The synthetic silica glass large plate obtained by the production method of the present invention is a high-purity synthetic silica glass plate that is stable against high-power vacuum ultraviolet rays. The high-power vacuum ultraviolet rays are ArF excimer laser (193 nm), It refers to ultraviolet rays having a wavelength of 160 to 200 nm, such as Xe ₂ excimer laser (172 nm), ArCl excimer laser (175 nm), Xe ₂ excimer lamp (172 nm), ArCl excimer lamp (175 nm). The high purity means that the concentration of alkali metal elements such as Li, Na and K and alkaline earth metal elements such as Mg and Ca in the silica glass plate is 10 wtppb or less, and transition metals such as Ti, Cr, Mn and Fe. The element concentration is 1 wtppb or less, and the concentration of transition metal elements such as Co, Ni, and Cu is 0.1 wtppb or less. When the alkali metal element and alkaline earth metal element concentration in the large-sized synthetic silica glass plate of the present invention exceeds the above range, recrystallization of silica glass is promoted and cristobalite is easily generated, and white devitrification occurs. . On the other hand, if the transition metal element concentration exceeds the above range, it absorbs ultraviolet rays and shifts the ultraviolet absorption edge to the longer wavelength side, leading to a decrease in transmittance, which is not preferable.

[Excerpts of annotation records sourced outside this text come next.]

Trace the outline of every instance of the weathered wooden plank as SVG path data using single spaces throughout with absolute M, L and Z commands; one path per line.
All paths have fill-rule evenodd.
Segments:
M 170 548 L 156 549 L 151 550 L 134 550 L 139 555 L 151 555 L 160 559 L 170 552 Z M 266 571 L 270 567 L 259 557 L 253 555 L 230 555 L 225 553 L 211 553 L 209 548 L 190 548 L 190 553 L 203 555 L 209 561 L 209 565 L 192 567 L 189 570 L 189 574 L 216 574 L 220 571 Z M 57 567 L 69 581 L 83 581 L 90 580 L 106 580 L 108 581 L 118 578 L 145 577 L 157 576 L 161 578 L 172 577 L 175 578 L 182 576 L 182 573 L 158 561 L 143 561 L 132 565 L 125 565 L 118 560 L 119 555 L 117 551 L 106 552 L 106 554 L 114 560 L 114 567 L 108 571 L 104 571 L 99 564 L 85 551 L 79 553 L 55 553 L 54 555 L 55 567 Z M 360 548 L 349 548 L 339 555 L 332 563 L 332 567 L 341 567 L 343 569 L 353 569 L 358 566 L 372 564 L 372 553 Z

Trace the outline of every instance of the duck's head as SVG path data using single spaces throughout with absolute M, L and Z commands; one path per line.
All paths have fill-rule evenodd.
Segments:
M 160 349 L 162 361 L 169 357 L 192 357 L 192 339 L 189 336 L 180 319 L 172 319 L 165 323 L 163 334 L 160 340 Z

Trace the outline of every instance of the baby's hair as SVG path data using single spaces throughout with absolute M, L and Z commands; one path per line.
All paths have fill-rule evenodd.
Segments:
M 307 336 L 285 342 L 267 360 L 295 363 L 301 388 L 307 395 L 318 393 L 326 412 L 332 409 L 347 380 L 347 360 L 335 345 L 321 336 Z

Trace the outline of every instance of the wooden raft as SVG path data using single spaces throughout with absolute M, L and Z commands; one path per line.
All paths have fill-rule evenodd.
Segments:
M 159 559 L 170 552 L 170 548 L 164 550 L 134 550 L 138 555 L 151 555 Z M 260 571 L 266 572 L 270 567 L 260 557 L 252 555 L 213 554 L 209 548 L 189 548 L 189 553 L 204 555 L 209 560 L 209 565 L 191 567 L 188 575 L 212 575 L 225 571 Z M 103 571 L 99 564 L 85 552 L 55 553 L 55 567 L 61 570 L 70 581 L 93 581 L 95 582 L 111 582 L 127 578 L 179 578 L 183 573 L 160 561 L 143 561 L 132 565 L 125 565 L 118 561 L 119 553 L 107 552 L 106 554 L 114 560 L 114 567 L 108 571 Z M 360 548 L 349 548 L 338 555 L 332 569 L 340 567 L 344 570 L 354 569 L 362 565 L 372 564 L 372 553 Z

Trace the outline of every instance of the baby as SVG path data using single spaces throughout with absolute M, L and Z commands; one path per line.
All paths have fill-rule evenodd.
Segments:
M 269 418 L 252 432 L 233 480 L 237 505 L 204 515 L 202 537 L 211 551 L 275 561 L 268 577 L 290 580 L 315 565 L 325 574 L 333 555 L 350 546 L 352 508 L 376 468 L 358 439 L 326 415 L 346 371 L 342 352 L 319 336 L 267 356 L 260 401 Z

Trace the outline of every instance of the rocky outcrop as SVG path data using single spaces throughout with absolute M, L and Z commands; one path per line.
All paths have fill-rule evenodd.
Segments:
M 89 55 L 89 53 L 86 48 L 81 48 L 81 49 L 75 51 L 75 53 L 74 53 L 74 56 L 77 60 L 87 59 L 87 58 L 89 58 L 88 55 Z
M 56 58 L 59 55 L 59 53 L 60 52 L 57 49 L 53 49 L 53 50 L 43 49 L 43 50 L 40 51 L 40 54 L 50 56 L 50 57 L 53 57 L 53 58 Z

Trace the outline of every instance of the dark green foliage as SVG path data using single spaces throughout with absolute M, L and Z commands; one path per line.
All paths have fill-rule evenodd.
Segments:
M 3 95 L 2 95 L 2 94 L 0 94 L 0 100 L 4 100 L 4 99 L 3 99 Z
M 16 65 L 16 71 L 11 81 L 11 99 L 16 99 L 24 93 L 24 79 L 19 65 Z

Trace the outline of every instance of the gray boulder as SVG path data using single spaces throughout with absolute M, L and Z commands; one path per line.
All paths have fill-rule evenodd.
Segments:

  In addition to the above, the synthetic silica glass large plate of the present invention must have an OH group concentration of 5 to 300 wtppm and an OH group concentration fluctuation range (ΔOH / cm) per cm of 10 wtppm or less. In general, the OH group is the terminal part of the structure in the silica glass network structure. If an appropriate amount of the OH group is contained in the silica glass, the internal strain in the network structure is removed, and the bonding angle of Si—O—Si. However, it is said that the average bond energy of Si—O increases as the value approaches a stable value. However, the OH group has an action of shifting the ultraviolet absorption edge of the silica glass to the long wavelength side, and when it is contained in a high concentration, the transmittance is lowered. Therefore, in the synthetic silica glass large plate of the present invention, the OH group concentration is in the range of 5 to 300 wtppm. In particular, when used for high-power vacuum ultraviolet rays having a wavelength of 160 to 180 nm, the OH group concentration is preferably 5 to 100 wtppm. Further, if the OH group concentration is not uniform, the transmittance, the absolute refractive index and the like are uneven depending on the position of the plate material, and as a result, the initial characteristics are deteriorated. Therefore, in the synthetic silica glass large plate of the present invention, the fluctuation range of OH group concentration per 1 cm (ΔOH / cm) is set to 10 wtppm or less. Furthermore, it is preferable that the OH group concentration fluctuation range (ΔOH) of the entire plate material is 50 wtppm or less.

Further, the concentration of hydrogen molecules contained in the large-sized synthetic silica glass plate of the present invention is set in the range of 1 × 10 ¹⁷ to 1 × 10 ²⁰ molecules / cm ³ . By containing the hydrogen molecule at the above concentration, the generation of the E ^′ center absorption band is suppressed, and the transmittance is less likely to decrease. Furthermore, when the water molecule concentration is 1 × 10 ¹⁷ or less, the shift of the ultraviolet absorption edge to the long wavelength side caused by water molecules can be suppressed, which is preferable. However, the water molecule referred to here is not an OH group bonded to Si but a molecule dissolved in a gap in a silica glass network structure.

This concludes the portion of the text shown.